After we stopped kissing each other, we stayed very still, holding on to each other, for a while, and then he moved away just a little, enough, to breathe better.
I didn’t know what to do. I didn’t want to get out of the car. I didn’t even want to be separated from him by the two or three inches between us on the seat. But he was sitting next to me now, staring straight ahead, not saying anything, and I just didn’t know what came next. On television, the kiss was always the end of the scene.
He started the car again.
I said, “I have to . . . my car . . . I . . . .”
“We’ll come back,” he said. “Don’t worry about it.
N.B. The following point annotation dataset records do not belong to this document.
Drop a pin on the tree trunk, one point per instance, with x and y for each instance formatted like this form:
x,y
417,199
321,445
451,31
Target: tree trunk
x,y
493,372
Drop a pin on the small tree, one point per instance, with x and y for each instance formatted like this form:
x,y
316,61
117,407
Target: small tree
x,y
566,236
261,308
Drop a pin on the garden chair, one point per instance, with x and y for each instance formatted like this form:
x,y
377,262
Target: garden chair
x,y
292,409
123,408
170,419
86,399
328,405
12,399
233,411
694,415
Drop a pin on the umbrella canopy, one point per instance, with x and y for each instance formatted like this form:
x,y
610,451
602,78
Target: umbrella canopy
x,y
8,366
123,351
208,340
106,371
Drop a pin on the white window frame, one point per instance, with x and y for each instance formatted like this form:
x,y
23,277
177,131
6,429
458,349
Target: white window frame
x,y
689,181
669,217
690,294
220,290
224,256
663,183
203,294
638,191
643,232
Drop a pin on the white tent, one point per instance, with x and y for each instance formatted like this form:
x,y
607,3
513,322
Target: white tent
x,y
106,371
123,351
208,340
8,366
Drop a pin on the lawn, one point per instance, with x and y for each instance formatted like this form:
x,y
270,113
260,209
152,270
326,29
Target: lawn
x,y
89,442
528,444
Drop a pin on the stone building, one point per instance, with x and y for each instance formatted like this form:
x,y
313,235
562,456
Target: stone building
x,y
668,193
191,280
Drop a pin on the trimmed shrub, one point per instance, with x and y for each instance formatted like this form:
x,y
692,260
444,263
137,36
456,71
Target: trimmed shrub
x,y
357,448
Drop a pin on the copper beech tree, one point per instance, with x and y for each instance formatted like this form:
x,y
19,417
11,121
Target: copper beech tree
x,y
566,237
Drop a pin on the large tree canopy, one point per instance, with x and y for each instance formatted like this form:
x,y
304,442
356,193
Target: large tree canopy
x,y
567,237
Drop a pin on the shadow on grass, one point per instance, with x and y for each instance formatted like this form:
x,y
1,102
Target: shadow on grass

We’ll come back. Let’s just drive a little...?” he pulled out past my car, and turned and looked at me for a minute. “You don’t want to go now, do you? Right away?”
I shook my head, but he wasn’t looking at me any more, so I took a breath and said out loud, “No.”
We came off a twisty street onto the highway. “So that’s how it hits you,” he said. He wasn’t exactly talking to me; more like thinking out loud. “Twenty-seven years a cool cat, and now it has to be a crazy little midget that gets to you.” He had to stop then, for a red light—the same light I’d stopped at the first time on the way in. That seemed a long long time before.
Larry turned around and took my hand. He looked hard at my face, “I’m sorry, hon. I didn’t mean that the way it sounded.”
“What?” I said. “What do you mean?” I hadn’t even tried to make sense out of what he was saying before; he wasn’t talking to me anyhow.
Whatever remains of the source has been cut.